2. The vibratory separator of claim 1, wherein the screen insert comprises:

an upper portion having a screening surface; and

a lower portion for insertion into the opening, the lower portion comprising:

a respective sloped first side surface configured to engage the sloped first side surface of the first longitudinal rib, the respective sloped first side surface extending down to a respective first sealing surface having two opposing tapered surfaces configured to engage the opposing tapered surfaces of the first sealing surface of the first longitudinal rib; and

a respective second side surface configured to engage the second side surface of the second longitudinal rib, the respective second side surface extending down to a respective second sealing surface having two opposing tapered surfaces configured to engage the opposing tapered surfaces of the second sealing surface of the second longitudinal rib.

3. The vibratory separator of claim 2,

a first transverse rib of the plurality of transverse ribs having a third side surface extending downwardly from the top surface of the first transverse rib to a third sealing surface extending to a third inner surface of the first transverse rib, the third sealing surface including a longitudinal groove defined by opposing tapered surfaces,

a second transverse rib of the plurality of transverse ribs has a fourth side surface opposite the third side surface of the first transverse rib extending downwardly from the top surface of the second transverse rib to a fourth sealing surface extending to a fourth inner surface of the second transverse rib, the fourth sealing surface including a longitudinal groove defined by opposing tapered surfaces.

4. The vibratory separator of claim 3, wherein the lower portion further comprises an extension member extending downward and configured to engage a first inner surface of the first longitudinal rib and a second inner surface of the second longitudinal rib.

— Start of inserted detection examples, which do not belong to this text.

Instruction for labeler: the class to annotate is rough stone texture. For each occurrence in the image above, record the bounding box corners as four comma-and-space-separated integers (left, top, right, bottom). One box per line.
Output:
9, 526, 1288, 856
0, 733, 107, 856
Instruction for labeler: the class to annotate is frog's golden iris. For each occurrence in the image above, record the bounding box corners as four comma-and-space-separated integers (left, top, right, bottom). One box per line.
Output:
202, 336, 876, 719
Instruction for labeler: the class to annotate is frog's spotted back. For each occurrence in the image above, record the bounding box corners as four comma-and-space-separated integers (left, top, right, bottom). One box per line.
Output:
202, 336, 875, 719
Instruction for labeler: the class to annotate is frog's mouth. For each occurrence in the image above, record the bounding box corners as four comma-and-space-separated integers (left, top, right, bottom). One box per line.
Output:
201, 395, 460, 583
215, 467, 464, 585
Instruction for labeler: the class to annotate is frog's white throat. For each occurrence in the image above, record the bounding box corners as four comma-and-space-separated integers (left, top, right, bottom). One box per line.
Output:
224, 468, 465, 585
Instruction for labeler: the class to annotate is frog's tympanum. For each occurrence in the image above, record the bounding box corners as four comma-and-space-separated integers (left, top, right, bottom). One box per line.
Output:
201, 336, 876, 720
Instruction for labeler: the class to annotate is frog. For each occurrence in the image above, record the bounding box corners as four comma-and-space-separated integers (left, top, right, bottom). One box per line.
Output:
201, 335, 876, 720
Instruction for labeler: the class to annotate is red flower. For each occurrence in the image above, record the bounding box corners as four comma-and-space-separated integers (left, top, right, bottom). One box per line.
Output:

5. The vibratory separator of claim 4, wherein the extension member further comprises at least one outwardly extending clamp configured to engage a bottom surface adjacent at least one of the third inner surface of the first transverse rib and the fourth inner surface of the second transverse rib.

6. The vibratory separator of claim 4, wherein the first inner surface of the first longitudinal rib and the second inner surface of the second longitudinal rib further comprise a plurality of teeth configured to grip the outer surface of the extension member.

7. The vibratory separator of claim 3, wherein at least one of the first longitudinal rib, the second longitudinal rib, the first transverse rib, and the second transverse rib is curvilinear and has a protruding middle portion that tapers toward at least one of the first side surface, the second side surface, the third side surface, and the fourth side surface.

8. The vibratory separator of claim 4, wherein the extension member is cylindrical.

9. The vibratory separator of claim 4, wherein the extension member is oval-shaped.